Tonsils - Psychoros


Around 20 October 1953.     2 min read.
Long narrow stripe of colorful accessory nerve fibers, bone on right.

When I was six I passed out while standing motionless for hours in suffocating hot weather, beside my mom's chair while visiting her ancient aunt. In addition to the obvious triggers, my great aunt and uncle have been read as naively and manipulatively #Psychic. I was taken to the hospital for three days and given all kinds of inconclusive physical tests, but nobody investigated any of the real causes. (Autism, boredom, malnutrition, psychism... And possibly #Syncope due to an FBN1 genetic mutation... )

A month later they put me back in the hospital and cut out my tonsils and adenoids. Made no difference in how often I was sick, but drastically changed how I felt my head, neck, and throat. And taught me a serious lesson - do not trust adults, they have no interest in reality, they only care about their own strange prejudices.

The effect on my left side was mild and soon forgotten. But on my right side it felt like a very significant part of my head was gone - from up where that muscle can make your ears pop, down to the back of my jaw, and forward to my hyoid bone and cricoid cartilage. Like maybe they cut away an important nerve on the right that they did not touch on the left. My right scalene anterior muscle is now huge compared to my left, and chronically tense, pulling my cricoid cartilage down and right, and twisting it CW from above so the right edge is pushed in against my carotid sinus - the body's primary sensor for blood pressure while you're standing!

This complex of effects linked to the spinal accessory nerve fits the "something, deep in my back" sensation I had in the Consumed by the Light experience perfectly! And the potential for it being accidentally damaged during a tonsillectomy is highest for a tubercular kid with rotten teeth!

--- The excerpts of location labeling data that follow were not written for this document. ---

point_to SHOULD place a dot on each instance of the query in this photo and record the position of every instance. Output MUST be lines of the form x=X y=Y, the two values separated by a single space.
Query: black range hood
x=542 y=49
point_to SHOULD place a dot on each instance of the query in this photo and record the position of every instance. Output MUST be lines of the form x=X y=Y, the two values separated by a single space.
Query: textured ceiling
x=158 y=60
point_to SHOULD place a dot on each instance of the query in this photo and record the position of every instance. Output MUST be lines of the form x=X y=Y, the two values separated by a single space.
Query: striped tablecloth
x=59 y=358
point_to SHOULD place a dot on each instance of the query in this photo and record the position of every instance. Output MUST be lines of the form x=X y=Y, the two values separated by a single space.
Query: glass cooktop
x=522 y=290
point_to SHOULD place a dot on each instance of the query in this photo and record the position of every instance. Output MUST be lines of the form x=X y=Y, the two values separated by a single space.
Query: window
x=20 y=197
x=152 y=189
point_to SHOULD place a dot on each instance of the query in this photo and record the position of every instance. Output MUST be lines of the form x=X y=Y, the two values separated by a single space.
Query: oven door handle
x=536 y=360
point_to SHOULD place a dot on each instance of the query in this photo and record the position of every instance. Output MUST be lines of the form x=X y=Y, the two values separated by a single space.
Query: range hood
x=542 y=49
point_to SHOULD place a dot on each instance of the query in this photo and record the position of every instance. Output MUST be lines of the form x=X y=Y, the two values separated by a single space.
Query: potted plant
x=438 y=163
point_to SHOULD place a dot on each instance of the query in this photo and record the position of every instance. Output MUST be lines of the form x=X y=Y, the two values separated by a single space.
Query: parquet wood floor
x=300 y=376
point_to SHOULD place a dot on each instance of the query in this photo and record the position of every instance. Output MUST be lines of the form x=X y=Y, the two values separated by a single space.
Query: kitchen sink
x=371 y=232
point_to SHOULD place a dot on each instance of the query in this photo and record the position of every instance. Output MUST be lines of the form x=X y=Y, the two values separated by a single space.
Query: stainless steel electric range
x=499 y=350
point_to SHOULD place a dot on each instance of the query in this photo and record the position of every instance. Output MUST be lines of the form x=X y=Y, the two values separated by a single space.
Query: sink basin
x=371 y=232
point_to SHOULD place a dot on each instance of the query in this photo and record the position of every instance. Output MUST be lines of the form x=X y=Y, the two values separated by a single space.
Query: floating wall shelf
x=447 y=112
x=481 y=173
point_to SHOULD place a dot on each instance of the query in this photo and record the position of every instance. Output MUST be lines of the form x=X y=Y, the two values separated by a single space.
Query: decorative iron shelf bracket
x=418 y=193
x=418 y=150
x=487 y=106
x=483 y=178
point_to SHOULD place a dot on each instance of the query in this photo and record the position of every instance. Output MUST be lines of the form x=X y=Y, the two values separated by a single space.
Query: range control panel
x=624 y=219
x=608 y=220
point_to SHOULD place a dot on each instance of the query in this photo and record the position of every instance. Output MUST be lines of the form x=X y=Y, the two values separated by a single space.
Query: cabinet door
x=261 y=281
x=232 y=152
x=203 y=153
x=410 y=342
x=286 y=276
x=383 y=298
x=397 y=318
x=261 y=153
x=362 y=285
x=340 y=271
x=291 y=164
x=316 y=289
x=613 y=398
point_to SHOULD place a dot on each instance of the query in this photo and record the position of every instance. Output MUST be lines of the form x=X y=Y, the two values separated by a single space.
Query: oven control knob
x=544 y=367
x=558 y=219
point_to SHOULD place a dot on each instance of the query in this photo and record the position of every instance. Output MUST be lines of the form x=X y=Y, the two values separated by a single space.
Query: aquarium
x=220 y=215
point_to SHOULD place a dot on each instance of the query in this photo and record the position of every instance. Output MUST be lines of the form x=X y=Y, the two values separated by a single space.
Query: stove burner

Wikipedia says, "Symptoms will depend on at what point along its length the nerve was severed. Injury to the nerve can result in shoulder girdle depression, atrophy, abnormal movement, a protruding scapula, and weakened abduction.

I learned to compensate well enough to avoid being teased about an obvious deformity, but my inner sense of my neck and shoulders was mangled beyond understanding. And my protruding right scapula was a hallmark more obvious even that my round shoulders, hunched back, and anterior pelvic tilt.